11.08.2015  10:52

Referendum: il Comune di Arezzo apre un ufficio per la raccolta delle firme. Iniziative anche in Valdarno

di Monica Campani
Dopo la dichiarata ammissibilità del referendum per l'abrogazione della riforma del servizio sanitario regionale, il Comune di Arezzo lavora per la raccolta delle firme. Cresce San Giovanni e la Lista Castelfranco Piandiscò annunciano di attivarsi nei rispettivi consigli comunali


Dopo che il Collegio di garanzia regionale, lo scorso 31 luglio, ha ritenuto ammissibile il referendum abrogativo della Legge di riordino del Sistema Sanitario Toscano, promosso dal Comitato per la sanità pubblica, adesso si pensa alla raccolta delle 38.000 firme necessarie per istituirlo. Il Valdarno continua ad attivarsi.

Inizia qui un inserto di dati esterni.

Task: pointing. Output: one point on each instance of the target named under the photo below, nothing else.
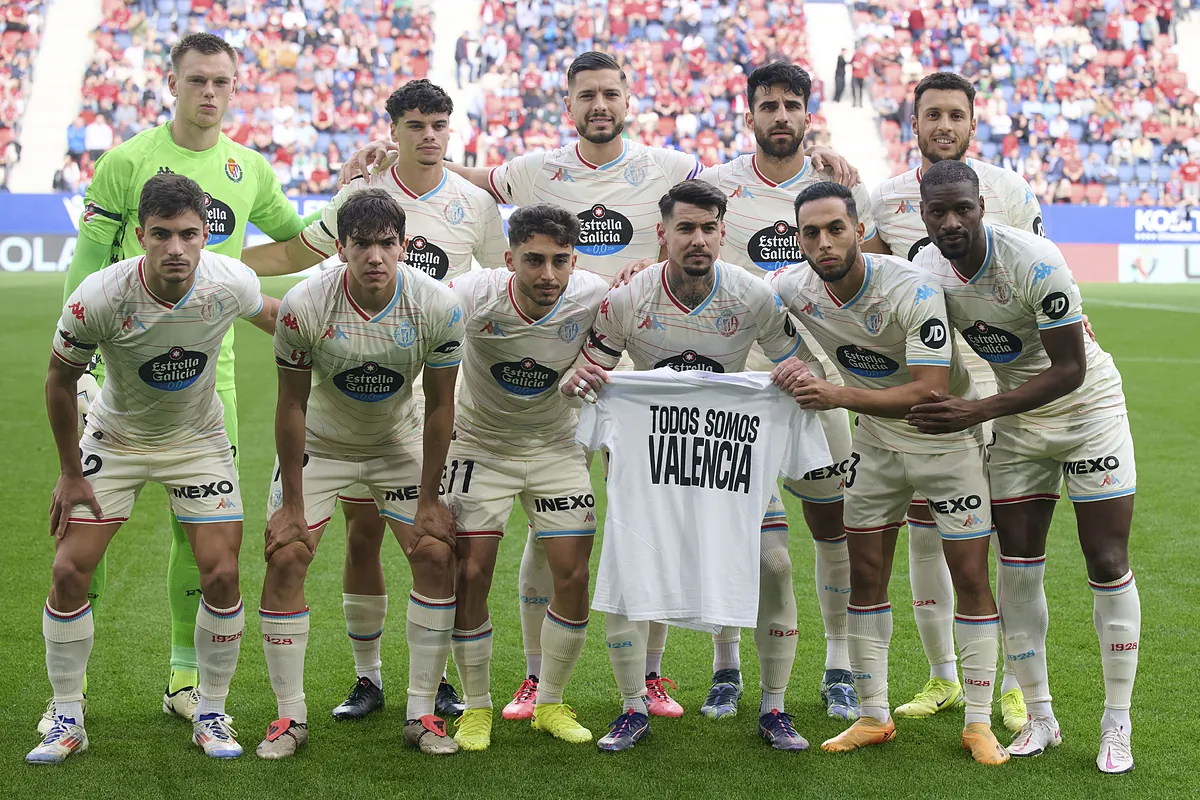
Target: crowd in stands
(21, 32)
(312, 77)
(1084, 97)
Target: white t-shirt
(897, 320)
(160, 359)
(1025, 287)
(361, 402)
(509, 401)
(445, 226)
(694, 459)
(617, 203)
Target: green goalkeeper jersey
(239, 187)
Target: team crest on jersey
(727, 323)
(569, 331)
(455, 212)
(634, 175)
(405, 335)
(233, 170)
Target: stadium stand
(22, 32)
(312, 78)
(1084, 97)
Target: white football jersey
(897, 320)
(645, 319)
(617, 203)
(694, 461)
(760, 222)
(509, 401)
(160, 380)
(1025, 287)
(364, 365)
(445, 226)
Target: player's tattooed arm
(61, 407)
(1068, 367)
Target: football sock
(217, 644)
(978, 639)
(429, 624)
(933, 594)
(775, 635)
(473, 654)
(726, 649)
(833, 593)
(183, 597)
(562, 641)
(69, 638)
(1025, 619)
(535, 585)
(1117, 617)
(365, 615)
(627, 653)
(285, 641)
(869, 629)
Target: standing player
(159, 322)
(886, 326)
(239, 187)
(515, 438)
(943, 121)
(361, 426)
(695, 312)
(449, 221)
(1060, 414)
(760, 234)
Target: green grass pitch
(137, 751)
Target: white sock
(562, 647)
(933, 597)
(833, 594)
(1117, 617)
(655, 645)
(727, 649)
(285, 641)
(69, 638)
(869, 629)
(429, 624)
(627, 654)
(537, 587)
(365, 615)
(473, 654)
(217, 644)
(1025, 619)
(978, 638)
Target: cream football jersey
(897, 320)
(445, 227)
(646, 320)
(617, 203)
(1023, 288)
(364, 365)
(509, 401)
(160, 384)
(760, 222)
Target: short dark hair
(545, 218)
(169, 194)
(946, 82)
(779, 73)
(593, 61)
(694, 192)
(421, 96)
(369, 214)
(822, 190)
(949, 172)
(204, 44)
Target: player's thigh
(324, 479)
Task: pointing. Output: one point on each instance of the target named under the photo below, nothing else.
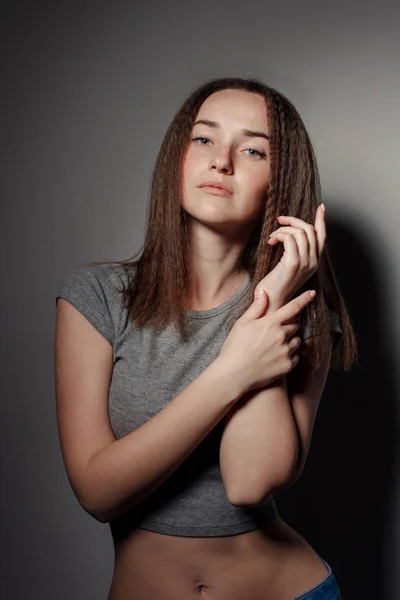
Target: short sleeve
(335, 328)
(93, 291)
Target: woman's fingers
(316, 233)
(302, 242)
(294, 307)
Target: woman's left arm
(267, 434)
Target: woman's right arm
(109, 476)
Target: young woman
(185, 400)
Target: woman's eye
(256, 153)
(200, 140)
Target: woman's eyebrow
(246, 132)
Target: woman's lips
(215, 191)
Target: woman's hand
(261, 348)
(303, 246)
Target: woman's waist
(271, 556)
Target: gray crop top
(149, 370)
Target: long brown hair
(155, 296)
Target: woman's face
(229, 146)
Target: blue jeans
(328, 589)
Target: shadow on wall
(341, 503)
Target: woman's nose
(221, 162)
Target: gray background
(88, 90)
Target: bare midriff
(271, 563)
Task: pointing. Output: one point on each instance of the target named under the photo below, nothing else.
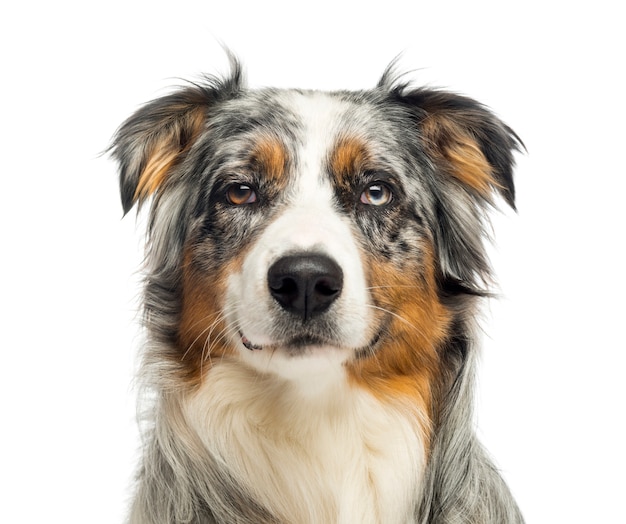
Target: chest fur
(341, 456)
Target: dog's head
(312, 234)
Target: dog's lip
(359, 352)
(248, 344)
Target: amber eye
(377, 194)
(241, 194)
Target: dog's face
(312, 234)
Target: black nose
(305, 284)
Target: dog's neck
(337, 455)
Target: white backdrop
(551, 397)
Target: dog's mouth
(303, 344)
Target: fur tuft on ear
(472, 154)
(153, 141)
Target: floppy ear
(156, 139)
(468, 142)
(471, 151)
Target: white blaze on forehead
(309, 222)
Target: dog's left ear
(471, 151)
(467, 142)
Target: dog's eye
(241, 194)
(377, 194)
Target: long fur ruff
(359, 408)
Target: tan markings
(459, 151)
(349, 157)
(203, 336)
(407, 363)
(166, 149)
(270, 157)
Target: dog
(314, 267)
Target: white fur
(342, 457)
(312, 447)
(308, 224)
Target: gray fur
(179, 481)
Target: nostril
(305, 284)
(283, 286)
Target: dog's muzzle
(305, 284)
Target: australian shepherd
(314, 265)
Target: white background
(551, 397)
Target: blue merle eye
(376, 194)
(241, 194)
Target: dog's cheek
(203, 333)
(406, 364)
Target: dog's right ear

Sulla scia della richiesta del consigliere del Movimento 5 Stelle, il sindaco di Arezzo, che ha già aderito al Referendum, ha deciso di aprire presso lo Sportello unico del Comune un apposito ufficio nel quale poter depositare le firme per il Referendum e avere informazioni.

Anche in Valdarno Cresce San Giovanni e la Lista Castelfranco Piandiscò, che da subito hanno aderito alla richiesta di Referendum, si stanno mobilitando: il capogruppo Francesco Carbini, ha annunciato che avanzerà la richiesta per l'attivazione di un ufficio apposito nel prossimo consiglio comunale di San Giovanni, così come il collega Marco Morbidelli che chiederà l'apertura del servizio nei tre Urp di Faella, Castelfranco, Pian di scò.

La raccolta delle firme per chiedere l'abrogazione della riforma regionale del sistema sanitario e di conseguenza anche l'accorpamento delle Asl è partita.